Parents divorced when he was 12, and family life unpleasant before
then. Good times were visits to grandparents’ 100mi away.
- As a psychologist, Hart used to look for family history/genetic links,
but now spends less time on this as stress eclipses genetic predisposition
usually
- Stress or genetic, the treatment is the same
- ‘It feels good, it can’t be stress’ – that’s
the lie
- ‘Starbucks is the modem day opium den’ – caffeine
has powerful effects -> adrenaline
- It’s all about adrenaline overdrive
- Cortisol: adrenaline’s cousin. Both go up together. Mobilising
you for about 10 minutes of fight or flight. Cortisol kicks in about
10 mins after adrenaline (syn ‘epinephrine’). To reduce
inflammation (joints, muscles etc) from sustained fight or flight,
and to mobilise glucose from fat reserves etc. Cortisol can act in
this way for up to 2 weeks (increasing ability to cope), but then begins
to have different effects so as to prevent you from damaging yourself.
So, cortisol then targets three areas in the brain:
- Blocks brain’s pain killers, the endorphins (to prevent self
destruction)
- Blocks brain’s natural tranquillisers. Leading to increased
anxiety
- Blocks the 3 types of neurotransmitters (dopamine, serotonin, norepinephrine
(syn noradrenaline), which leads to depression
Increased pain, anxiety, depression: all 3 are designed to pull you
out of the situation. A 4 th effect is immunosuppression.
- Caffeine exacerbates stress etc
(not much discussion re acceptable doses of caffeine)
- Serotonin deficit leads to depression
- Bipolar disorder – not cortisol based. Genetic basis, a recessive
gene (I wonder if the genetics is more complicated than this ie polygenic…but
Hart made it sound like a single gene effect. SL). Easier to treat
than depression
- Stress does increase risk of clinical expression of bipolar disorder
- Age of onset of depression used to be ~ 40 (was more genetic based);
now it is ~ 14 yo (more stress-based)
- Schizophrenia- genetic based; an excess of neurotransmitter(s)
Treatment of depression
- Some, including some Christians, are anti-medication
- This is not justified with respect to antidepressants correctly managed.

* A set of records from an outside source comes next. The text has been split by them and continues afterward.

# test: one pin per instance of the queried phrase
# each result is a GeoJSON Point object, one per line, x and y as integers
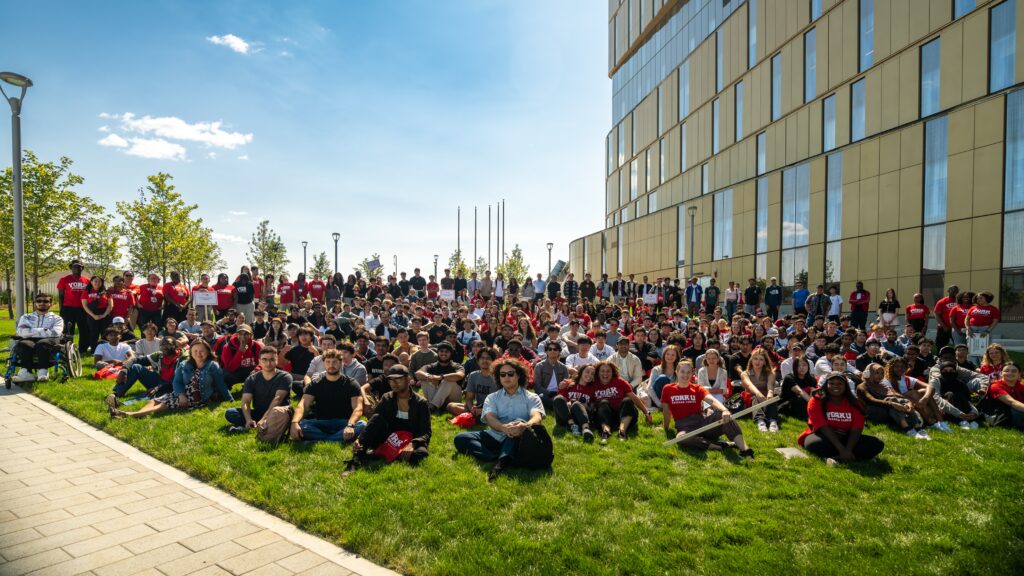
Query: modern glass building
{"type": "Point", "coordinates": [837, 140]}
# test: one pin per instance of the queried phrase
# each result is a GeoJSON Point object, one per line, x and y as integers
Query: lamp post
{"type": "Point", "coordinates": [336, 238]}
{"type": "Point", "coordinates": [550, 246]}
{"type": "Point", "coordinates": [692, 210]}
{"type": "Point", "coordinates": [15, 129]}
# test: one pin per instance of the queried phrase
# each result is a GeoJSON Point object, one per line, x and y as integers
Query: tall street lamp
{"type": "Point", "coordinates": [336, 238]}
{"type": "Point", "coordinates": [692, 210]}
{"type": "Point", "coordinates": [24, 83]}
{"type": "Point", "coordinates": [550, 246]}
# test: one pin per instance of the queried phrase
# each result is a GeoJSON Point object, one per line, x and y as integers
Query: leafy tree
{"type": "Point", "coordinates": [514, 265]}
{"type": "Point", "coordinates": [322, 266]}
{"type": "Point", "coordinates": [267, 251]}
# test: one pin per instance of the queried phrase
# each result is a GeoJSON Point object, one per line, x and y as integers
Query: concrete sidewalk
{"type": "Point", "coordinates": [75, 500]}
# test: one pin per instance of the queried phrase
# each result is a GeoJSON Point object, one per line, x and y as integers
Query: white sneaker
{"type": "Point", "coordinates": [23, 376]}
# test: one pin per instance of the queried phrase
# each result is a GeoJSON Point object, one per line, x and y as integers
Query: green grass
{"type": "Point", "coordinates": [952, 505]}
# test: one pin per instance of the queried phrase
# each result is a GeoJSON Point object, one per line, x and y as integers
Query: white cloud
{"type": "Point", "coordinates": [157, 149]}
{"type": "Point", "coordinates": [113, 140]}
{"type": "Point", "coordinates": [231, 41]}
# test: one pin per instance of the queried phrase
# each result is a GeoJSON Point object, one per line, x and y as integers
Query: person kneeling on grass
{"type": "Point", "coordinates": [682, 401]}
{"type": "Point", "coordinates": [331, 407]}
{"type": "Point", "coordinates": [836, 420]}
{"type": "Point", "coordinates": [509, 413]}
{"type": "Point", "coordinates": [195, 381]}
{"type": "Point", "coordinates": [263, 391]}
{"type": "Point", "coordinates": [399, 427]}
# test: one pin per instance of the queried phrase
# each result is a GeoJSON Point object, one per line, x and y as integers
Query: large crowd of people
{"type": "Point", "coordinates": [368, 361]}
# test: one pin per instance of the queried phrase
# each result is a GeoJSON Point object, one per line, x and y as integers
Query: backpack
{"type": "Point", "coordinates": [536, 450]}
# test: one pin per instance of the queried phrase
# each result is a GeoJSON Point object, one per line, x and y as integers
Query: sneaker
{"type": "Point", "coordinates": [24, 376]}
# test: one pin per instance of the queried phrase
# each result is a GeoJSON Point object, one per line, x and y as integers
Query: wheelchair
{"type": "Point", "coordinates": [65, 360]}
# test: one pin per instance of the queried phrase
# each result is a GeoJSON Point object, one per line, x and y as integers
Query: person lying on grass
{"type": "Point", "coordinates": [262, 391]}
{"type": "Point", "coordinates": [836, 420]}
{"type": "Point", "coordinates": [399, 427]}
{"type": "Point", "coordinates": [682, 403]}
{"type": "Point", "coordinates": [195, 381]}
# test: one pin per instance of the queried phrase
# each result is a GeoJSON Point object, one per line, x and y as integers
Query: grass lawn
{"type": "Point", "coordinates": [952, 505]}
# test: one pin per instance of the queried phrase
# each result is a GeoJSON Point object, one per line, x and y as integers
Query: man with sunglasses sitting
{"type": "Point", "coordinates": [38, 338]}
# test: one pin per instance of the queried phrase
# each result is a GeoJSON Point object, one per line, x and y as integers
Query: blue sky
{"type": "Point", "coordinates": [372, 119]}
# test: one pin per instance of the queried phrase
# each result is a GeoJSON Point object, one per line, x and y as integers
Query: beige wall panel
{"type": "Point", "coordinates": [975, 55]}
{"type": "Point", "coordinates": [988, 180]}
{"type": "Point", "coordinates": [988, 123]}
{"type": "Point", "coordinates": [960, 187]}
{"type": "Point", "coordinates": [910, 181]}
{"type": "Point", "coordinates": [950, 66]}
{"type": "Point", "coordinates": [888, 208]}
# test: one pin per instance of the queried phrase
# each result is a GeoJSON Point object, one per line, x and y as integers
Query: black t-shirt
{"type": "Point", "coordinates": [333, 401]}
{"type": "Point", "coordinates": [263, 389]}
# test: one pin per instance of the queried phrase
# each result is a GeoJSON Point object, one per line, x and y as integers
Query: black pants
{"type": "Point", "coordinates": [565, 411]}
{"type": "Point", "coordinates": [867, 447]}
{"type": "Point", "coordinates": [75, 316]}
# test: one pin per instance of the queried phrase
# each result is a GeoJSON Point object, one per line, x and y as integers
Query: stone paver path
{"type": "Point", "coordinates": [75, 500]}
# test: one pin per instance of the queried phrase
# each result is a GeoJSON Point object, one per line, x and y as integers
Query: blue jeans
{"type": "Point", "coordinates": [328, 430]}
{"type": "Point", "coordinates": [482, 446]}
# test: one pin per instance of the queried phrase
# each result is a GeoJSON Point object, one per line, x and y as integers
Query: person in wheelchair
{"type": "Point", "coordinates": [38, 338]}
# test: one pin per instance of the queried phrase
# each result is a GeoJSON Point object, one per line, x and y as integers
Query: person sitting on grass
{"type": "Point", "coordinates": [682, 403]}
{"type": "Point", "coordinates": [572, 405]}
{"type": "Point", "coordinates": [399, 427]}
{"type": "Point", "coordinates": [478, 385]}
{"type": "Point", "coordinates": [331, 406]}
{"type": "Point", "coordinates": [196, 380]}
{"type": "Point", "coordinates": [836, 420]}
{"type": "Point", "coordinates": [610, 395]}
{"type": "Point", "coordinates": [508, 413]}
{"type": "Point", "coordinates": [113, 352]}
{"type": "Point", "coordinates": [263, 391]}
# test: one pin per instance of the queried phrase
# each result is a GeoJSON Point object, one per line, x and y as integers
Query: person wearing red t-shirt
{"type": "Point", "coordinates": [836, 420]}
{"type": "Point", "coordinates": [682, 403]}
{"type": "Point", "coordinates": [151, 301]}
{"type": "Point", "coordinates": [943, 330]}
{"type": "Point", "coordinates": [175, 298]}
{"type": "Point", "coordinates": [918, 314]}
{"type": "Point", "coordinates": [1009, 397]}
{"type": "Point", "coordinates": [71, 289]}
{"type": "Point", "coordinates": [610, 394]}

- Hart is however, anti-sleeping pills
- Antidepressants are very safe if managed correctly
Biological depression: ‘stress robbing us of
neurotransmitters.
Reactive depression. Eg bereavement. Loss. Not the
same as biological, Nothing is broken, so medication not indicated. A
grieving. Discovery process (discovering what the loss means) Death,
loss of job, divorce etc. Essentially requires a good counsellor. Good
listening a powerful healing force.
Biological depression
- 56% success rate with medication or therapy (eg cognitive behaviour
therapy (CBT)).
- 30% success with placebo. (~ 30% of population is placebo-susceptible)
- 86-90% success with combined medication and CBT. (due to better compliance
and lowered stress)
- Unresolved reactive depression – can become
biological depression (‘double depression’?)
Male vs female depression
- Realisation ~ 5 years ago that depression under-diagnosed in men
because classic symptomatology based very much on female cases.
- Men mask their depression. Mainly anger, hostility, withdrawal.
- Women – more feelings oriented…crying, verbalisation
etc
Signs of depression
- Anhedonia – inability to feel pleasure
- Loss of energy
- Feelings of sadness (or anger/hostility)
- Additional factor in women of childbearing age: the ‘oestrogen-serotonin
dance’. When oestrogen declines (eg at menses, post-partum,
and menopause), so too does serotonin.
- Women in childbearing years have ~ 4 x risk of depression. Problem:
oestrogen-serotonin dance with added effects of stress.
Antidepressants
- Effects not directly on brain but mediated via liver. Metabolite
produced by liver from antidepressant causes brain to increase numbers
of serotonin receptors (takes 1-2 weeks), which then in turn stimulates
brain to increase serotonin production
- Antidepressant can take 4-6 weeks usually to work
- If medication is ceased, depression returns in 4-6 weeks
- Note: risk of suicide e with all depressions
- Energy is the first to come back, before mood elevation, of risk
of suicide can be higher at this point (more energy to carry things
out, but while mood is till depressed). Patients need to be educated
about this
- Antidepressants are not addictive, but some people can become dependant
on them
- The sooner depression is treated, the better. The brain is constantly
making connections (neuroplasticity). So, if treatment
is delayed, the constantly re-shaping brain can reinforce the depression.
And lead to chronic depression. (~ 14% of depression is refractory
to treatment).
- [Some discussion of down-regulation of brain function/neurotransmitters
by thoughts/thoughts patterns/habits]
- Antidepressants are sparingly used pre-puberty, but may be used in
severe cases.
- Male depression-Hart tends to prescribed antidepressants that target
all 3 neurotransmitters (dopamine, serotonin, norepinephrine).
- Female depression: tend to prescribe SSRIs (selective serotonin release
inhibitors). However, some men only respond to SSRIs.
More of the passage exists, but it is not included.